Monte Carlo Sampling

Monte Carlo Method

Core Idea

Using randomness to solve deterministic (or stochastic) problems.

We want to calculate an integral (or expectation):

$$ I = \int_{\Omega} f(x) p(x) dx = \mathbb{E}_{p}[f(X)] $$

where $p(x)$ is a probability density.

Monte Carlo approximation: Draw $N$ independent samples $X_1, ..., X_N \sim p(x)$, then

$$ \hat{I}_N = \frac{1}{N} \sum_{i=1}^N f(X_i) \xrightarrow{N\to\infty} I $$

Law of Large Numbers & Central Limit Theorem

  • Law of Large Numbers (LLN): guarantees convergence $\hat{I}_N \to I$.
  • Central Limit Theorem (CLT): describes the error distribution. $$ \sqrt{N}(\hat{I}_N - I) \xrightarrow{d} \mathcal{N}(0, \sigma^2) $$ where $\sigma^2 = \text{Var}(f(X))$. This means the error decreases at a rate of $O(1/\sqrt{N})$.

Example 1: Estimating $\pi$ via Monte Carlo Implementation

  • Goal: Estimate $\pi$.
  • Method:
    1. Sample uniform points $(x,y)$ in the square $[-1,1] \times [-1,1]$. Area $A_{sq} = 4$.
    2. The unit circle is defined by $x^2 + y^2 \le 1$. Area $A_{circ} = \pi \cdot 1^2 = \pi$.
    3. The probability of a point falling inside the circle is $P(\text{circle}) = \frac{\pi}{4}$.
    4. Estimate $\hat{P} = \frac{N_{in}}{N}$, then $\hat{\pi} = 4 \hat{P}$.

We also compute the 95% Confidence Interval (CI) using the Wilson score interval or normal approximation.

import numpy as np
import matplotlib.pyplot as plt

def estimate_pi(N=1000):
    # 1. Sample N points in square [-1, 1] x [-1, 1]
    # np.random.rand generates [0, 1), so scaled to [-1, 1)
    x = np.random.uniform(-1, 1, N)
    y = np.random.uniform(-1, 1, N)
    
    # 2. Check how many fall inside unit circle
    r2 = x**2 + y**2
    inside = (r2 <= 1.0)
    k = np.sum(inside)
    
    # 3. Estimate pi
    pi_hat = 4.0 * k / N
    
    # 4. Standard Error & 95% Confidence Interval (Normal approx)
    # Variance of the Bernoulli indicator is p(1-p), where p = pi/4
    p_hat = k / N
    se_p = np.sqrt(p_hat * (1 - p_hat) / N)
    se_pi = 4.0 * se_p
    ci_lower = pi_hat - 1.96 * se_pi
    ci_upper = pi_hat + 1.96 * se_pi
    
    return pi_hat, (ci_lower, ci_upper), x, y, inside

# Run
np.random.seed(42)
N = 2000
pi_est, pi_ci, x, y, ins = estimate_pi(N)

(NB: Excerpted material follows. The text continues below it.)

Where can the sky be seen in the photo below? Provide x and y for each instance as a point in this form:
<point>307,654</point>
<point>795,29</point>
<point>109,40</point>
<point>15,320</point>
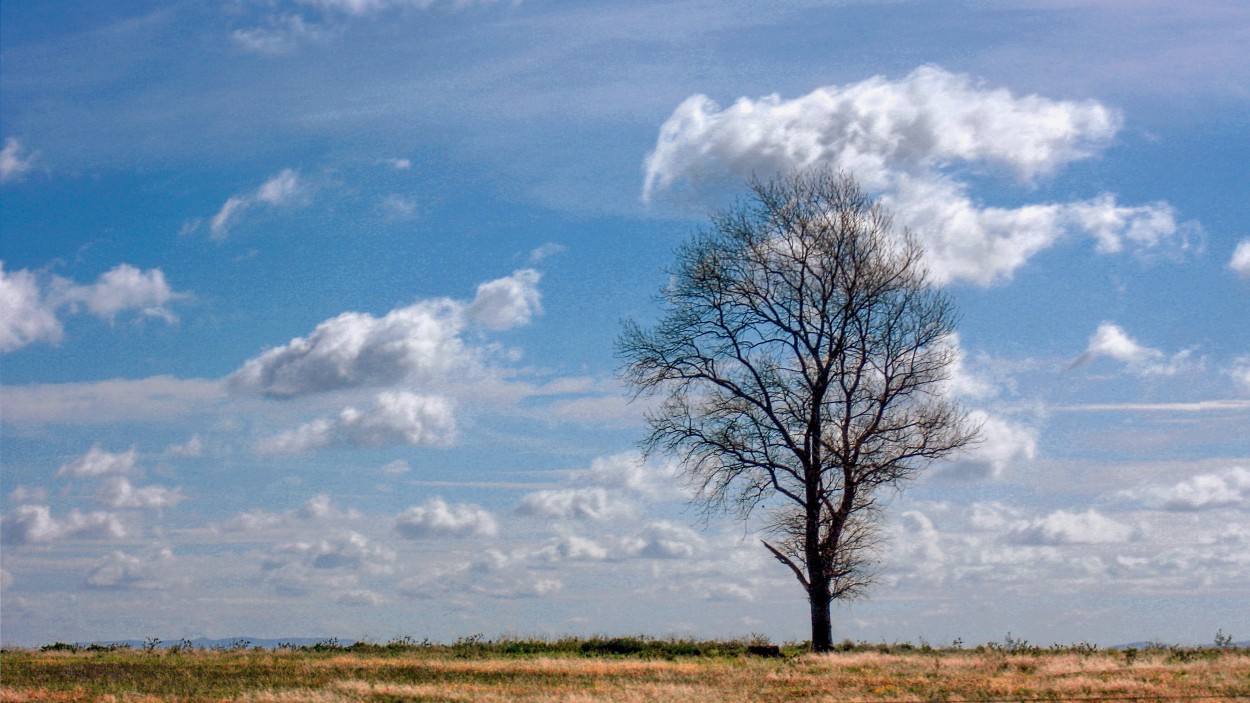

print(f"Monte Carlo Estimation of π (N={N})")
print(f"Estimated π = {pi_est:.5f}")
print(f"95% CI = [{pi_ci[0]:.5f}, {pi_ci[1]:.5f}]")
print(f"True π = {np.pi:.5f}")

# Plot
plt.figure(figsize=(6,6))
plt.scatter(x[ins], y[ins], s=10, alpha=0.6, label='Inside')
plt.scatter(x[~ins], y[~ins], s=10, alpha=0.6, label='Outside')
plt.title(f"Monte Carlo Pi Estimation (N={N})\n$\\hat{{\\pi}} = {pi_est:.4f}$")
plt.xlabel("x")
plt.ylabel("y")
plt.legend(loc='upper right')
plt.axis('equal') # Keep aspect ratio circular
plt.show()
Monte Carlo Estimation of π (N=2000)
Estimated π = 3.16600
95% CI = [3.08208, 3.24992]
True π = 3.14159

png

Example 2: Convergence Speed Visualization

How does the error of Monte Carlo estimation change as $N$ increases? Theoretical prediction: Error $\propto 1/\sqrt{N}$. On a log-log plot, the slope should be -0.5.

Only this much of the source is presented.